Vergílio Ferreira escreveu que “o que passa depressa é o tempo que passou”. E depressa já se passaram mais de 20 anos desde a estreia na RTP, em 1997, de Riscos, série da qual Ana Rocha fez parte — para aqueles cujo Bilhete de Identidade vai além dos 30 e poucos anos, a memória pode dar de si e dar a benesse de se recordar das histórias de Mariana, a sua personagem, ao lado de Paula Neves e Edmundo Rosa.
Porém, depois de duas décadas a tratar de texto alheio, sentiu a necessidade de dar o salto e dar a vez à sua voz. Começou cedo com uma participação em No Dia Dos Meus Anos (1992) de João Botelho. Na televisão, entre 1997 e 2009, participou em novelas como Sonhos Traídos, Mistura Fina, Jura ou Um Estranho em Casa. Participou também em várias peças de teatro, incluindo Sonho de uma Noite de Verão no Teatro Nacional D. Maria II, com encenação de João Ricardo.
Só que, tal como revela na entrevista ao Observador, as palavras não eram as dela. Representava-as, dava-lhes corpo, tinha o seu cunho, mas não eram suas. E, assim, seguiu o caminho que muitos fazem quando os horizontes do país são demasiado pequenos: rumou fora e além à fronteiras à procura do sonho.
Tendo uma Licenciatura em Pintura pela Faculdade de Belas Artes da Universidade de Lisboa, quis explorar a fotografia, a escrita, o vídeo.

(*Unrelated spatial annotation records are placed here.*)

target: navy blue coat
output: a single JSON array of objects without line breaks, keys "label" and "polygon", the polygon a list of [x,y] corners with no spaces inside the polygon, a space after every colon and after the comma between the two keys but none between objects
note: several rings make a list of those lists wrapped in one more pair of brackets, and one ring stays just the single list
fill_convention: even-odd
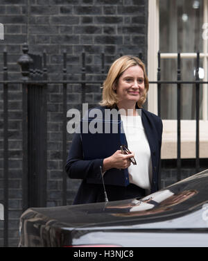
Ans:
[{"label": "navy blue coat", "polygon": [[[104,110],[107,108],[100,106],[98,108],[104,113]],[[158,190],[160,181],[159,169],[162,121],[158,116],[144,109],[141,109],[141,121],[151,153],[153,165],[151,193],[153,193]],[[84,160],[81,135],[78,133],[74,134],[67,160],[66,171],[69,178],[81,179],[83,181],[78,189],[73,204],[89,203],[104,201],[103,187],[101,184],[100,169],[100,166],[103,167],[103,160],[104,158],[96,158],[89,160]],[[116,170],[116,169],[114,169]],[[111,171],[112,170],[112,169]],[[116,171],[118,170],[116,169]],[[125,173],[121,173],[121,175],[125,175]],[[128,178],[125,177],[123,180]],[[128,180],[127,183],[125,182],[123,184],[118,180],[118,186],[115,186],[114,183],[112,183],[112,186],[110,184],[105,185],[110,201],[124,199],[122,199],[122,191],[128,184],[129,184]]]}]

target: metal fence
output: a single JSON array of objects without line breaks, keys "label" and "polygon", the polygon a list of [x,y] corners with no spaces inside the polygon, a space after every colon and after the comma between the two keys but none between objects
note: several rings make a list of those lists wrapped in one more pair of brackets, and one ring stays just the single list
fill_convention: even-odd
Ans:
[{"label": "metal fence", "polygon": [[[0,81],[3,86],[3,199],[4,206],[3,246],[8,245],[8,88],[10,84],[20,84],[22,86],[22,211],[31,206],[44,207],[46,201],[46,160],[47,160],[47,101],[46,94],[49,85],[58,83],[62,88],[62,205],[67,204],[67,176],[64,171],[67,158],[67,87],[71,84],[81,86],[81,102],[85,101],[85,92],[88,84],[98,84],[101,86],[103,81],[86,80],[86,55],[82,53],[82,66],[80,81],[67,80],[67,53],[63,53],[62,80],[51,81],[48,79],[46,53],[42,57],[28,54],[26,44],[24,45],[24,54],[18,63],[21,67],[22,76],[19,81],[8,80],[7,51],[3,52],[3,78]],[[101,74],[105,76],[105,55],[101,53]],[[141,54],[138,53],[141,58]],[[196,84],[196,168],[199,170],[199,87],[200,84],[207,83],[199,81],[199,53],[196,58],[196,81],[182,81],[180,72],[180,54],[177,56],[177,78],[175,81],[162,81],[160,68],[160,53],[158,53],[157,81],[150,82],[156,83],[158,90],[158,114],[161,115],[161,86],[171,83],[177,87],[177,104],[180,104],[181,85]],[[180,130],[180,106],[177,106],[177,180],[181,178],[181,130]]]}]

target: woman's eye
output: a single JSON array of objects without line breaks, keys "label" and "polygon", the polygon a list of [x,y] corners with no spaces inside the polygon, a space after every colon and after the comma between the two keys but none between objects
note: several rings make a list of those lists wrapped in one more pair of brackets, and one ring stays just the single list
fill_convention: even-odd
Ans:
[{"label": "woman's eye", "polygon": [[144,79],[141,79],[141,79],[139,79],[139,80],[138,80],[138,83],[144,83]]}]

E onde melhor casar tudo isto senão no cinema? Daí a ida para Londres. A ambição de encaixotar todas as suas necessidades artísticas e a vontade de realizar levou-a a tirar um Mestrado em realização na London Film School. A carreira de atriz estava, para já, em pausa.
Ora, durante a sua estadia na capital britânica enquanto discente existiu um momento que se revelou decisivo na sua carreira: o facto de Mike Leigh ter escolhido a sua curta-metragem (Laundriness) de 24 minutos para fazer uma apresentação à London Film Society. O terceiro ato desta história, contada ao Público pela própria Ana Rocha, termina com a informação de que Leigh ficou com a sensação de que o filme poderia alongar-se durante mais tempo. “Foi marcante. Significou que o que eu estava a fazer fazia sentido para pessoas para além de mim e que respeito muito”, disse.
Findo o trajeto académico, regressou a Portugal em 2013. O plano sempre foi, aliás, esse: partir para regressar. E quando regressou atirou-se ao mundo do design de interiores e fez outros trabalhos — o documentário Adriano Aqui e Agora sobre Adriano Correia de Oliveira, a curta Quem nos larga e vídeos de música de artistas como Sérgio Godinho, Maria João ou Raquel Tavares.
Mas em 2016 foi o ano de viragem. Além de começar a escrever Listen num quarto no Areeiro, em Lisboa, foi também mãe — durante o discurso emotivo de agradecimento em Veneza dedicou o filme à filha. Foi lá que nasceram os “75 minutos cirúrgicos" em 2020 celebrados, como catalogou o diretor da Mostra de Veneza, Alberto Barbera.
A realizadora salienta que não quer que o filme seja visto como sendo “anti-Inglaterra”, mas sim que este aponta para as falhas no sistema da Segurança Social naquele país. Mais, Listen não tem por intuito “vampirizar ninguém”.
“Mantive um distanciamento, debruçando-me sobre a verdade dos casos, de uma forma muito rigorosa, mas nunca precisando de colar um rosto de famílias. Ainda assim, espero que essas famílias se sintam retratadas e que o filme as possa ajudar de alguma maneira”, revelou ao Observador.
Quanto ao filme propriamente dito Jorge Mourinha enfatiza que estamos perante “uma cineasta que sabe o que está a fazer e não se esticou para lá do que sabe” e que “parecendo que não, nestes tempos em que muita gente quer ser (ou anda à procura de) génio logo à entrada, já é bastante”.
Planos para 2021 e depois? Aos 17 quis fazer televisão e fê-lo. Agora, quer continuar a fazer cinema e a dar espaço aos atores para trabalhar. Veneza já saudou e o reconheceu o talento. Cabe esperar pelo futuro e ver os próximos passos de Ana Rocha.